# Acquire

Using case.csv & dept.csv:

1. read into spark environment (df_case, df_dept)
1. write df_case and df_dept back to disk into their own directories (my_cases and my_depts)
1. Write df_case and df_dept to parquet files (my_cases_parquet and my_depts_parquet)
1. Read your parquet files back into your spark environment.
1. Read case.csv and dept.csv into a pandas dataframe. (cases_pdf, depts_pdf)
1. Convert the pandas dataframes into spark dataframes (cases_sdf, depts_sdf)
1. Convert the spark dataframes back into pandas dataframes. (cases_pdf1, depts_pdf1)
1. Write the spark dataframes (cases_sdf, depts_sdf) to Hive tables.
1. Explore the Hive database/tables you have created using the methods in the lesson.
1. Read from the tables into two spark dataframes (cases_sdf, depts_sdf)

In [1]:
import pyspark
import pandas as pd
from pyspark.sql.types import *

In [2]:
spark = pyspark.sql.SparkSession.builder.getOrCreate()

In [3]:
spark.read.csv('./sa311/case.csv')

DataFrame[_c0: string, _c1: string, _c2: string, _c3: string, _c4: string, _c5: string, _c6: string, _c7: string, _c8: string, _c9: string, _c10: string, _c11: string, _c12: string, _c13: string]

In [4]:
spark.read.format('csv').load('./sa311/case.csv')

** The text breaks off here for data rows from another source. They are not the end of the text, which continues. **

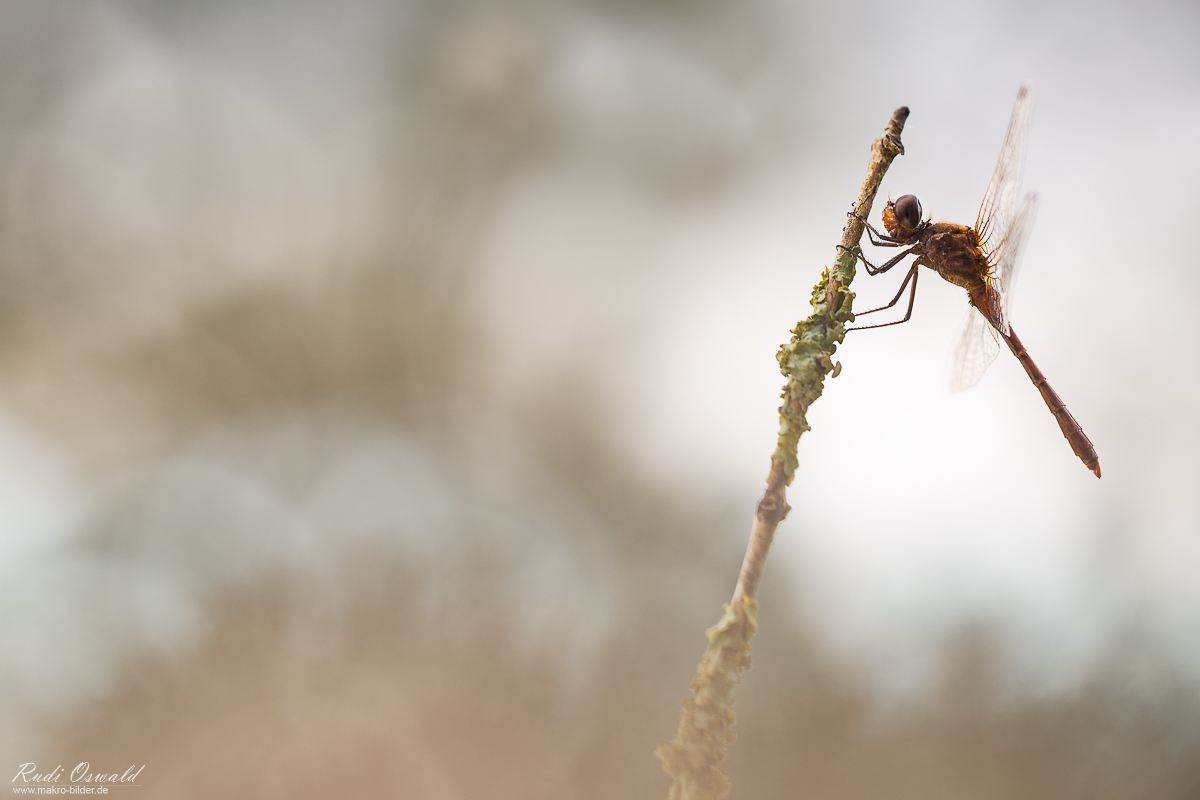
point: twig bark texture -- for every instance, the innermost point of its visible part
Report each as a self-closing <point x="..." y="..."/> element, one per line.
<point x="693" y="758"/>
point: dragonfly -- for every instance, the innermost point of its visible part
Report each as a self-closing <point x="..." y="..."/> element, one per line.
<point x="983" y="260"/>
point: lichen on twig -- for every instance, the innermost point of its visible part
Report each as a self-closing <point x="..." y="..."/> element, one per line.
<point x="706" y="726"/>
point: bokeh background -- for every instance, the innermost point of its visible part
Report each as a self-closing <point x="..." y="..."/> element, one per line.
<point x="385" y="390"/>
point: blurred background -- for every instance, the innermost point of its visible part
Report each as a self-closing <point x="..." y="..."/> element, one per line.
<point x="387" y="388"/>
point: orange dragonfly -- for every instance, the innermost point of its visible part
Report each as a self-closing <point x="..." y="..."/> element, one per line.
<point x="982" y="260"/>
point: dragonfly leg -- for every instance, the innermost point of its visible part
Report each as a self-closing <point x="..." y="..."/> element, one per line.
<point x="912" y="296"/>
<point x="883" y="268"/>
<point x="875" y="236"/>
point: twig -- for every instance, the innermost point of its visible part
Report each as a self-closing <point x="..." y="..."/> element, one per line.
<point x="693" y="758"/>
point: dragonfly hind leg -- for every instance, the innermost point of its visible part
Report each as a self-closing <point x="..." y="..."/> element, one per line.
<point x="912" y="296"/>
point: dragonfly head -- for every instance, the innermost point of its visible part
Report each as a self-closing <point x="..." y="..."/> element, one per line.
<point x="903" y="217"/>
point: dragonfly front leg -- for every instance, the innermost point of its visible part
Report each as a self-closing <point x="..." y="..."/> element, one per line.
<point x="875" y="236"/>
<point x="912" y="296"/>
<point x="876" y="270"/>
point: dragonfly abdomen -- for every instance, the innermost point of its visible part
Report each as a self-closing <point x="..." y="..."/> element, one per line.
<point x="1071" y="429"/>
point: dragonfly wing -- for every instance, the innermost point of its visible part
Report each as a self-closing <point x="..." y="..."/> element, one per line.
<point x="977" y="349"/>
<point x="1008" y="256"/>
<point x="999" y="202"/>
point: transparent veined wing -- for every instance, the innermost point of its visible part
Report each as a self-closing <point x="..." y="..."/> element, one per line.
<point x="1007" y="256"/>
<point x="977" y="349"/>
<point x="1000" y="200"/>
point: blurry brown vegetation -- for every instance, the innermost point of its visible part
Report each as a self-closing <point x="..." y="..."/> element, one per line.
<point x="364" y="667"/>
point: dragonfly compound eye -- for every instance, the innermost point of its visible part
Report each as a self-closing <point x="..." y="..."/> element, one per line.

DataFrame[_c0: string, _c1: string, _c2: string, _c3: string, _c4: string, _c5: string, _c6: string, _c7: string, _c8: string, _c9: string, _c10: string, _c11: string, _c12: string, _c13: string]

In [5]:
df_dept = (spark.read
           .option('header', True)
           .option('inferSchema', True)
           .format('csv')
           .load('./sa311/dept.csv'))

df_dept.show(1)

+---------------+----------------+----------------------+-------------------+
|  dept_division|       dept_name|standardized_dept_name|dept_subject_to_SLA|
+---------------+----------------+----------------------+-------------------+
|311 Call Center|Customer Service|      Customer Service|                YES|
+---------------+----------------+----------------------+-------------------+
only showing top 1 row



In [6]:
df_case = (spark.read
 .option('header', True)
 .option('inferSchema', True)
 .format('csv')
 .load('./sa311/case.csv'))

df_case.show(1)

+----------+----------------+----------------+------------+---------+------------------+-----------+----------------+--------------------+--------+-----------+---------+--------------------+----------------+
|   case_id|case_opened_date|case_closed_date|SLA_due_date|case_late|     num_days_late|case_closed|   dept_division|service_request_type|SLA_days|case_status|source_id|     request_address|council_district|
+----------+----------------+----------------+------------+---------+------------------+-----------+----------------+--------------------+--------+-----------+---------+--------------------+----------------+
|1014127332|     1/1/18 0:42|    1/1/18 12:29|9/26/20 0:42|       NO|-998.5087616000001|        YES|Field Operations|        Stray Animal|   999.0|     Closed| svcCRMLS|2315  EL PASO ST,...|               5|
+----------+----------------+----------------+------------+---------+------------------+-----------+----------------+--------------------+--------+-----------+---------

In [7]:
df_dept.dtypes

[('dept_division', 'string'),
 ('dept_name', 'string'),
 ('standardized_dept_name', 'string'),
 ('dept_subject_to_SLA', 'string')]

In [8]:
df_case.dtypes

[('case_id', 'int'),
 ('case_opened_date', 'string'),
 ('case_closed_date', 'string'),
 ('SLA_due_date', 'string'),
 ('case_late', 'string'),
 ('num_days_late', 'double'),
 ('case_closed', 'string'),
 ('dept_division', 'string'),
 ('service_request_type', 'string'),
 ('SLA_days', 'double'),
 ('case_status', 'string'),
 ('source_id', 'string'),
 ('request_address', 'string'),
 ('council_district', 'int')]

### Saving as csv files.

In [9]:
(df_case.write
 .format('csv')
 .mode('overwrite')
 .option('header', True)
 .save('my_cases'))

In [10]:
spark.read.option('header', True).csv('my_cases').show(3)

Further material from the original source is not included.